Now, maybe it’s my strong Type A or my lifelong aversion to getting in trouble at school, but I lost sleep over these delayed uniforms — at least until I learned it was a schoolwide issue. Can you guess who didn’t have a problem with this delay, though? Correct — our fourth grader and our sixth grader.
I hear you, military-connected audience, “Duh, ‘civies’ are more comfortable than uniforms; of course, they were fine with the shipping delay.” And, you would be right, but I think this is more about their resilience taking center stage.

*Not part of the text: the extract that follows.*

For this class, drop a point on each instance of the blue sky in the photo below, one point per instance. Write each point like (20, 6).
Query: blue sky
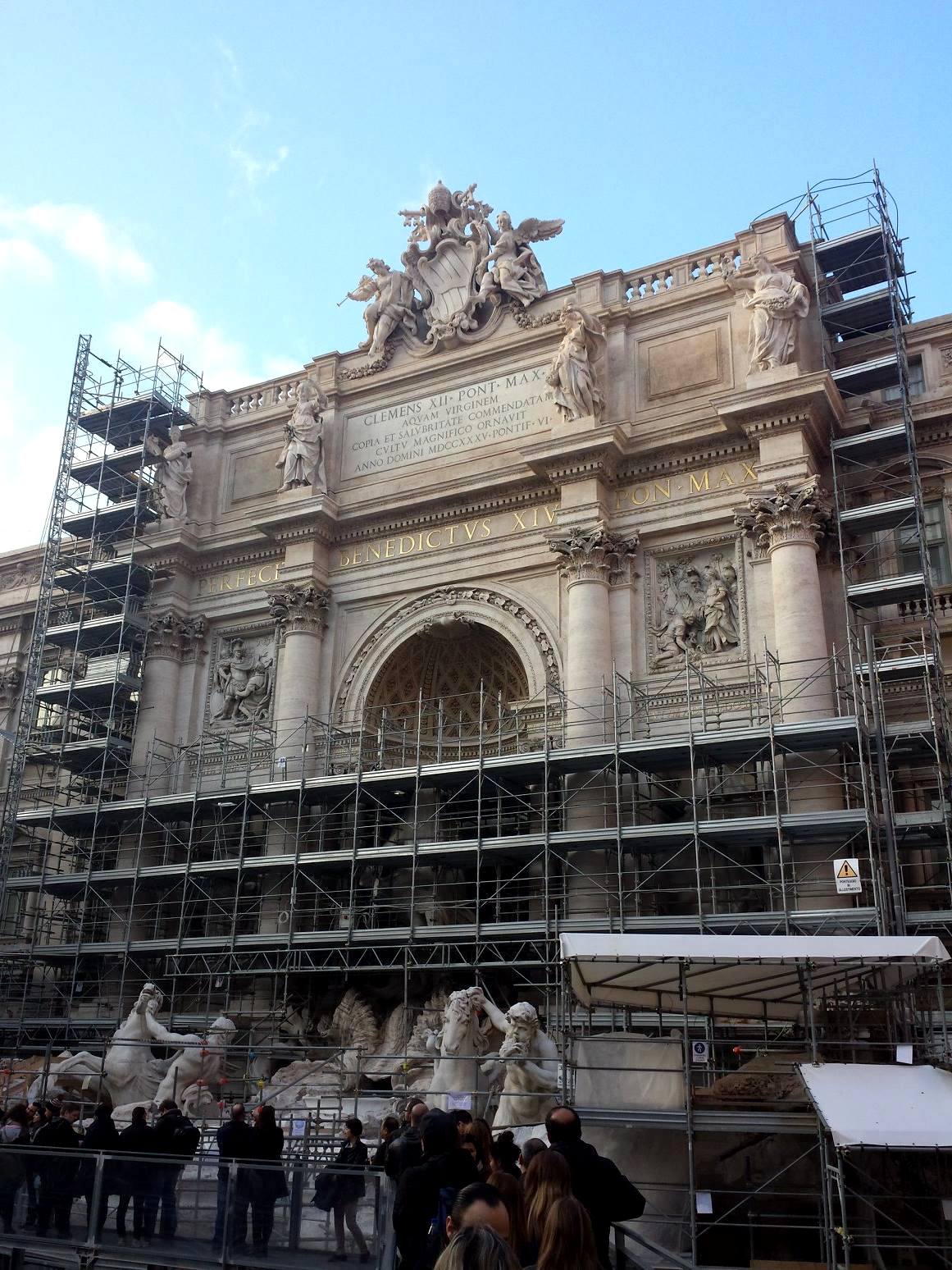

Hear me out. I grew up in a very scheduled and black-and-white household. Wake up, cereal, get dressed, go to school, go home, repeat. Activities were scheduled and didn’t change. Each holiday looked just like the last. Last-minute invites and changes were deal breakers or grounds for what I now recognize is overly-dramatic panic. Life was predictable.
However, our kids are lifelong military brats. Last-minute changes, scenery changes and schedule changes ensure nothing is “normal” or predictable. They have learned to roll with punches that would’ve knocked middle school Kristi out.
The point of this little glimpse into our current school year is to help you recognize similar little victories in your own military kids. We often applaud resilience in military kids at the major-league level — PCSes, deployment and reintegration, making and leaving friends, etc. If we’re truly looking, though, we can see their resilience shine daily. All of their big bounce backs make it so much easier not to sweat the small stuff.
I imagine those delayed uniforms might have gotten a bigger reaction out of my kids if we were used to expecting a uniform delivery ahead of each new school year — sort of an end-of-summer tradition. But, as it turns out, our kids have been in two and three schools respectively, some with uniforms, some without, so one little change this year was a drop in the bucket for them.
I like that things are always changing for our family, and I think the kids do too. I often advocate for the “lack of tradition” that can come with military life. Schedules are always changing. Routines adapt to new duty stations. The layout of a military child’s home changes every few years. And simply because of geographical separation, we don’t always get together with family for birthdays and holidays. I choose to see each of these “truths” as opportunities, not challenges.
So, take this to heart. Each time you feel guilty for disappointing your military kiddos, uprooting them, changing their plans, changing their surroundings, or waving off normal expectations, like birthday parties or family holiday traditions, just remember that the deviation from the norm is probably harder on you. These little resilient beings we’re raising will likely adapt in the moment just fine and grow up truly prepared for a life that throws them for a loop sometimes.